- Born: Marialejandra Marrero Caracas, Venezuela
- Other names: Mariale; Mar; Makeuplocalypse; MarialeSinPatuque;
- Occupation: YouTuber

YouTube information
- Channel: Mariale;
- Years active: 2010–present
- Genres: Beauty; comedy; vlogs; lifestyle; motivation;
- Subscribers: 15.2 million
- Views: 3.08 billion

= Mariale =

Venezuelan internet personality and YouTuber

Marialejandra Marrero, better known as Mariale, is a Venezuelan internet personality and YouTuber residing in Los Angeles, California. She is better known for hosting and producing the YouTube channels Mariale, SinPatuque, Mar ♥. She has a combined following of more than 21 million people just on YouTube.

==Internet career==
Mariale started her YouTube career in January 2010 when she uploaded her first video to her YouTube Channel Makeuplocalypse, now known as Mariale. As of November 2023 she has uploaded more than 2,900 videos to this channel and has accumulated more than 15.1 million unique followers and more than 2.9 billion of total views.

In January 2011, Mariale started SinPatuque (meaning without makeup in Venezuelan slang), a personal vlog-style channel which slowly transitioned into its current daily vlogs form. As of November 2023, she has uploaded more than 400 videos to her channel and has accumulated more than 3.6 million followers and 330 million total views.

In November 2015, Mariale uploaded her first video in English to her newest channel, Mar ♥. As of November 2023, she has uploaded more than 850 videos to this channel and has accumulated more than 2.3 million unique followers and more than 286 million total views.

In April 2017, she launched her own lipstick line called "Mariale".

In August 2018, Mariale was the official Image of Smashbox Cosmetics' new collection "Ablaze" in all the ULTA stores around the world.
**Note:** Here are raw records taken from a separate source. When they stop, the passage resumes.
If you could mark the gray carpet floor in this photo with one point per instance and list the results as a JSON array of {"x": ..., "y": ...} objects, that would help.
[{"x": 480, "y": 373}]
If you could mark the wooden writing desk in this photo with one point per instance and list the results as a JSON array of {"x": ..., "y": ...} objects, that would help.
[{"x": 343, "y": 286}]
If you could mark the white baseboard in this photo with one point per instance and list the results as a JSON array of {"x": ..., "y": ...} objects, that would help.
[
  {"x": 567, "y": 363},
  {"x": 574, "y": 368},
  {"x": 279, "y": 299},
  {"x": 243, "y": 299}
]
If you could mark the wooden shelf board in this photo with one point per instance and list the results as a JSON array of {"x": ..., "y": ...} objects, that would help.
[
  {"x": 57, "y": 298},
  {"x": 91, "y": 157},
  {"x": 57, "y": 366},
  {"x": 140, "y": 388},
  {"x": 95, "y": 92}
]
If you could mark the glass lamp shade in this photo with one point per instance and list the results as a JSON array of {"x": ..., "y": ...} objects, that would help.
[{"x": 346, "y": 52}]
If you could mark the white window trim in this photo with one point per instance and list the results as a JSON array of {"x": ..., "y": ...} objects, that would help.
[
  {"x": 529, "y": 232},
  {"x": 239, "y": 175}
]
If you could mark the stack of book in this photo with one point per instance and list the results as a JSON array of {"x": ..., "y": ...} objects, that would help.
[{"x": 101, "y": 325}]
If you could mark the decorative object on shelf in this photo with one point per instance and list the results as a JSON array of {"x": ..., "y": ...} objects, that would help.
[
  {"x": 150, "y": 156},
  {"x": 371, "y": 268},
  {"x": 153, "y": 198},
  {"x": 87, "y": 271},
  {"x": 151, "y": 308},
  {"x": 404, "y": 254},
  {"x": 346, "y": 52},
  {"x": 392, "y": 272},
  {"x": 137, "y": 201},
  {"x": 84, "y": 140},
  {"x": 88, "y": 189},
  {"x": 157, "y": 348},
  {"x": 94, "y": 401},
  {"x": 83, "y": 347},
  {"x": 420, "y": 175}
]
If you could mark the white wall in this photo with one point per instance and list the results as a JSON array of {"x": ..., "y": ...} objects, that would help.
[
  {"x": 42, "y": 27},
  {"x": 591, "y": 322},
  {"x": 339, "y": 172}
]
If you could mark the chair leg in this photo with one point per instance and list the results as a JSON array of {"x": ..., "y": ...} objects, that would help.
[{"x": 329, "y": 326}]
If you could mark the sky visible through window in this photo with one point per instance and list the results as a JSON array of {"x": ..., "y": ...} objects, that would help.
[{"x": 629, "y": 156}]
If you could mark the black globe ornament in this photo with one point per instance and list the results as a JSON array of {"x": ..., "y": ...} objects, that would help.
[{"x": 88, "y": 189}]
Later that October, she launched her own E-clothing store called "Club Mar".

In September 2020, Mariale launched a makeup palette in collaboration with beauty brand Too Faced called Amor Caliente.

In November 2022, Mariale launched a makeup collection in collaboration with beauty brand Colourpop called Ctrl+Alt+Glam.

Mariale also holds a Bachelor of Science in Biology degree from Universidad Simón Bolívar.

===Social media===
As of November 2023, she has more than 6 million followers on Instagram, more than 3 million followers on Facebook, more than 1 million followers on Twitter, and more than 4.7 million followers on TikTok. This brings her total social media reach to more than 34 million followers.

== Awards ==
Mariale has been recognized by YouTube for her success with 6 different YouTube Play Buttons. A Silver Play button for reaching 100,000 subscribers in her Mariale, SinPatuque and Mar YouTube channels, as well as 3 Gold Play buttons for reaching 1 million followers in Mariale, SinPatuque and Mar and one Diamond button for reaching 10 million in Mariale.

In 2016 she received the Venezuelan Cacique de Oro award for best Venezuelan Influencer.

In 2022 Mariale was voted as winner in the CEW Beauty Creator Awards in the "Influencer of the year" category. She was also named one of Hola! magazine's Top 100 Latina Powerhouse in the Beauty category.

In 2023 she won an award for Content Powerhouse at Ipsy's "Ipsies Beauty and Creator awards".